East Stirling have a new investor who is hoping to transform their forutnes after six consecutive seasons at the bottom of the Scottish league. Neil Forsyth reports
It would be expected that the recent travails of Gretna, in administration and facing daily reports predicting their imminent demise, should stand as stark warning against investment in Scotland’s minor clubs. Recent developments at the country’s worst professional football team, however, would suggest that hope springs eternal.
First to Gretna. When funding from benefactor Brooks Mileson was halted (by his lawyers after Mileson fell seriously ill) the club imploded instantly. A “home” ground hundreds of miles from Gretna, three-figure crowds and a wage bill that apparently required a corresponding weekly cheque from Mileson meant once he was out of the equation the club stopped working.
Terrified of a team folding in mid-season – and issues such as removing points from all games involving Gretna and what to do about relegation – the SPL have advanced the club money due at the end of the campaign. Together with the administrator’s savage cost-cutting and freezing of any credit-settling, it is hoped that Gretna will somehow make it to their last SPL game.
The fact that this could well double as their last ever match in their current incarnation is a poignant point. Very few Scottish teams outside the SPL genuinely have the background to sustain the investment needed for both promotion and establishment in the country’s top division. When that investment is artificially granted – as in the cases of Livingston and Gretna through external investment, and Dundee through outrageous borrowing – administration and relegation are the unavoidable results.
Yet there is another dream brewing down in the depths. In recent years, following the fortunes of East Stirlingshire (commonly known as East Stirling) has been a pretty repetitive affair. For the past five seasons, the team has ended the campaign as the worst senior football club in Scotland – in 2003-04 when they took eight points from a possible 108. Such monotonous failure has been enlivened only by novelty. There was the Norwegian TV documentary on their plight, which created a Norwegian East Stirling fan club said to contain more than 6,000 members. There was the journalist who joined them for a year and released a book called Pointless, and the revelation that they were paying players just £10 a week.
This season, however, has seen a few changes in circumstance. Despised chairman Alan Mackin has finally achieved his long-stated ambition to sell the Firs Park ground and split the profits with his fellow shareholders. Although they have managed to delay his dastardly plans for years, fans found themselves in a quandary.
A prospective new owner, Spencer Fearn, was lurking. But only by allowing Mackin to sell Firs Park and pocket the cash could fans in turn persuade him to sell to Fearn. In the end, the supporters and smaller shareholders let Mackin have his way.

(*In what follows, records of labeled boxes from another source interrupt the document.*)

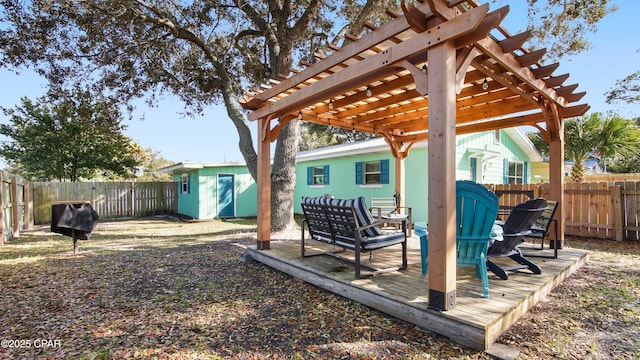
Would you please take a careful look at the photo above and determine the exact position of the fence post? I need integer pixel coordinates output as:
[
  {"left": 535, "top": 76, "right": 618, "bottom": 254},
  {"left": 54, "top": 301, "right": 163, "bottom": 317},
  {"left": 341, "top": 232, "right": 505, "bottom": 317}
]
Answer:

The club’s ground in Falkirk has now been sold in principle for £1.5 million and Fearn is the de facto chairman (until the complicated share transfer finally goes through) of a club who are groundless, skint and battling to maintain their status. Because while the boardroom (actually, board Portakabin) intrigue has continued, the playing campaign has taken a familiar turn. Once again, although just about in touch, they are the country’s bottom team, and finishing as such this time could be particularly painful, as new rules will mean their fellow clubs will vote on whether they should be ejected from the professional leagues as a result. Against that backdrop, it is jarring to read coverage of East Stirling that veers decidedly towards the optimistic.
Fearn does offer hope. A 32-year-old millionaire from Rotherham, he is a Sheffield Wednesday fan first attracted to East Stirling by Jeff Stelling’s weekly trumpeting of their ineptitude on Soccer Saturday. Intrigued, he visited Firs Park. He slapped a £15 win bonus on top of the £10 wages of the players, bought the shirt sponsorship, created a club website and paid the board to designate the last home game before Christmas as free entry, which saw a bumper gate of 396. Fearn unsuccessfully approached John Hartson to lead his East Stirling revolution, but Hartson’s rejection was not unexpected considering the last manager quit saying it “wasn’t worth £40 a week”.
Although no doubt a little bewildered, the fans have taken to Fearn as an unlikely saviour. He has promised to invest at least £40,000 next season, has signed a five-year groundsharing agreement with neighbouring Stenhousemuir and has instructed local planners to put together a deal using public financing to find a new ground. Such ambition makes it unlikely East Stirling will be blackballed by their historical companions in the basement, not that Fearn sees this as the limit of his new club’s ambitions – he is hoping to see East Stirling at least hoist themselves out of Division Three.
It’s not quite the “Living The Dream” mantra that took Gretna up the leagues and into likely oblivion, but it’s perhaps a warming sign that Scottish football can still attract those who are staring at the stars. “What motivates me in everything is a challenge,” Fearn says. “So what bigger challenge could there be?” Other than Gretna’s administrator, it’s hard to imagine one.